The 2017 Literary Arts Festival is April 3rd-5th. Noted fiction and poetry writers will be coming to the six DMACC locations. Each writer has a different experience and brings a different perspective to the literary field. DMACC students can listen to these published writers speak about their works and learn a bit about how to make a career out of writing. There will also be a public event featuring DMACC students and the visiting writers.

Kevin Brockmeier
Iowa Writers’ Workshop

Kevin Brockmeier is the author four novels, two short-story collections, and a children’s novel. His work has appeared in The New Yorker,McSweeney’s, Zoetrope, Tin House, Best American Short Stories, The Year’s Best Fantasy and Horror, and New Stories from the South. He has received three O.Henry Awards, the PEN USE Award, a Guggenheim Fellowship, an NEA Grant, and was named Granta Magazine’s Best Young American Novelist.

Q&A

What was your experience of teaching at the Iowa Writers’ Workshop like?

It can be intimidating, no matter how often I do it. (I’ve spent five separate semesters teaching here so far.) The students in the Workshop are all such talented critics, and I know that I’m never the sole authority on any given topic. I do my best to respond honestly to every story we discuss on its own terms, though, and I work very hard, and I think the students appreciate that.

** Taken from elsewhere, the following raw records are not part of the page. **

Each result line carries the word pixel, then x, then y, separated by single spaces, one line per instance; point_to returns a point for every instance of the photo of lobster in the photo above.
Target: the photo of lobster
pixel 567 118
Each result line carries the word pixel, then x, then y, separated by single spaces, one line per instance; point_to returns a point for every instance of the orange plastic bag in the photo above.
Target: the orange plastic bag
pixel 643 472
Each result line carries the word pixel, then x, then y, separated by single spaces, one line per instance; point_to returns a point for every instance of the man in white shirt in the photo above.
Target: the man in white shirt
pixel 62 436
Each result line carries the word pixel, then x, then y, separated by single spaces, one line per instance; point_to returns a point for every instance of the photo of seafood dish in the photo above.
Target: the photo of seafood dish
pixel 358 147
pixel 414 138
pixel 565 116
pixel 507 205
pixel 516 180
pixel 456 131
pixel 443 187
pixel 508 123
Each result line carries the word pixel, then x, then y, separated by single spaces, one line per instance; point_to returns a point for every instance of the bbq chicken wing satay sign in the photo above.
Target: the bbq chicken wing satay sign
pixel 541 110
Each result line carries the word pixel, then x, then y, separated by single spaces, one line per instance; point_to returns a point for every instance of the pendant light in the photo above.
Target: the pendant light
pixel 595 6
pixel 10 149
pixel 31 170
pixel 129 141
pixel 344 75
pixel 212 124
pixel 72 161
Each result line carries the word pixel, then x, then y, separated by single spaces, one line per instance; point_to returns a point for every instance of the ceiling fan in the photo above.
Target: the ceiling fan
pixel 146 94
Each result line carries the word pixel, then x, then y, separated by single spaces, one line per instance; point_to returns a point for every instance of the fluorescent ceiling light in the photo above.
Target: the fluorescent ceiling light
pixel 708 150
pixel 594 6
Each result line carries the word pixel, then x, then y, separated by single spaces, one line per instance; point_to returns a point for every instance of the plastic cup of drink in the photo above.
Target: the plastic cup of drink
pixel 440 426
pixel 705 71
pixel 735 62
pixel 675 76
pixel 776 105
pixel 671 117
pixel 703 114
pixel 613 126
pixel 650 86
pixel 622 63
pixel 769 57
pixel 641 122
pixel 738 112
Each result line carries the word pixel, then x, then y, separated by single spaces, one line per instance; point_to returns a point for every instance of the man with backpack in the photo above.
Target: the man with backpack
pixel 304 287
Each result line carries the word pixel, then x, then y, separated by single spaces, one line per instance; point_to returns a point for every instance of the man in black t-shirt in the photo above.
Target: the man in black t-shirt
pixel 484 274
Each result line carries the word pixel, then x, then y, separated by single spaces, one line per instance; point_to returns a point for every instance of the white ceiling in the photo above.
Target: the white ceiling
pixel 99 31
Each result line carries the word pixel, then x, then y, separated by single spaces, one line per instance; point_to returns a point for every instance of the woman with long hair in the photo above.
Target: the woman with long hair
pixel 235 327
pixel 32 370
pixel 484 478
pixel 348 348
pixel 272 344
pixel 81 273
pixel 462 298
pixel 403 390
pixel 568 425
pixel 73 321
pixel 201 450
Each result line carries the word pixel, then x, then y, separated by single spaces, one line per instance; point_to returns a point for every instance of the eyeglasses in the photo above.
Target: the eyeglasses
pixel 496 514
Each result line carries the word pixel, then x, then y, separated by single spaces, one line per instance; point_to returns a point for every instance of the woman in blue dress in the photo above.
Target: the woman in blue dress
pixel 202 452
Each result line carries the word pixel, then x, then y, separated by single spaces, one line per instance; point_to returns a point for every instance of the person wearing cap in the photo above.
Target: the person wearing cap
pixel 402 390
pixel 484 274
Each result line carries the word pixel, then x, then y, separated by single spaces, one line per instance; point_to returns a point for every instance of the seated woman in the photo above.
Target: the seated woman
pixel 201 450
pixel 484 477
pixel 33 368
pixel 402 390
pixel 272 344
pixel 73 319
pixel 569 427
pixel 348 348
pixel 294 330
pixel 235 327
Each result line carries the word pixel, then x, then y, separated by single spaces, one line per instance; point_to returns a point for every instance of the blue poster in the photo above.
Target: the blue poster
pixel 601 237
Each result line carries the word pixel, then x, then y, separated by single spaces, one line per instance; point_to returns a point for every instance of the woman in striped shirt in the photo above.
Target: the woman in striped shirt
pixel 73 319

What is your writing process like?

Writing is slow, slow, slow for me—but then I’ve stopped expecting it to be otherwise. I broach my sentences one tiny piece at a time, termiting away at them until I’m satisfied that they present the right effect. Hour by hour I get very little done, but there are an awful lot of hours wrapped up in every story I write. The only thing I can say I’ve learned for certain is that the more time I’m able to spend writing, the more I’ll eventually, slowly, painstakingly, accomplish. I keep going by reminding myself that, at any given moment, my job isn’t to write a good novel, or even a good chapter, but a good sentence. All sentences present their own dilemmas, and I often find it difficult to bend them to their purpose, but the effort to satisfy whatever demands each one seems to be making of me, and to follow the hints it offers about what’s coming next, frequently dictates the direction of the story I’m imagining.

The works you are most proud of?

Of my novels, probably The Illumination. Of my short stories, probably “The View from the Seventh Layer, “Andrea Is Changing Her Name,” and “A Fable with Slips of White Paper Spilling from the Pockets.” My most recent book, A Few Seconds of Radiant Filmstrip: A Memoir of Seventh Grade, was a new sort of challenge for me—my lone work of nonfiction—and I’m proud of having figured out how to approach it.

What advice do you have for college students who want to write?

The two pieces of advice that every working writer would offer every aspiring writer are to read as much as you can and to write as diligently as you’re able. Aside from that, I like what Antoine de Saint-Exupery had to say: “If you want to build a ship, don’t drum up people together to collect wood and don’t assign them tasks and work, but rather teach them to long for the endless immensity of the sea.” The books you love best—those are the immensity of the sea.

Charles D’Ambrosio
Iowa Writers’ Workshop

Charles D’Ambrosio is the author of two collections of short stories, The Point, and The Dead Fish Museum, which was a finalist for the PEN/Faulkner Award, as well as the essay collections, Orphans and Loitering: New and Collected Essays. He’s been the recipient of a Whiting Writer’s Award, a Lannan Fellowship, and his work has been widely anthologized and selected for the Pushcart Prize, Best American Short Stories, and the O. Henry Award. His first book was a finalist for the PEN/Hemingway Award, and his most recent collection, The Dead Fish Museum, was a finalist for the Pen/ Faulkner Award. His work frequently appears in The New Yorker, as well as in Tin House, The Paris Review,Zoetrope: All-Story, and A Public Space. He currently teaches fiction at the Iowa Writers’ Workshop.
Q&A

What you like the most about teaching writing?

It gives me a chance to teach and to talk about the great writers of the past whose work meant so much to me that it changed my life. I hope that the books that had that effect on me will have the safe effect on others–that it will change their lives and maybe put them on a path.

What made you want to become a writer?

I had been so changed and messed-up (in a good way) by the work of others that I wanted to do it myself; I wanted to write the sorts of books that would touch others the way that I had been touched myself. Also, I thought I had no choice. I felt I was fated to be a writer, the way musicians are fated to make music.

Who or what is my inspiration?

There are just so many stories to tell. I want to rescue the people you would never have noticed and put them into a story.

What advice do you have for students who want to be writers?

Read everything you can get your hands on. Be impossibly stubborn. Be obsessed. Don’t quit. Try to cultivate your powers of observation. Be a good noticer. Pay attention to everything.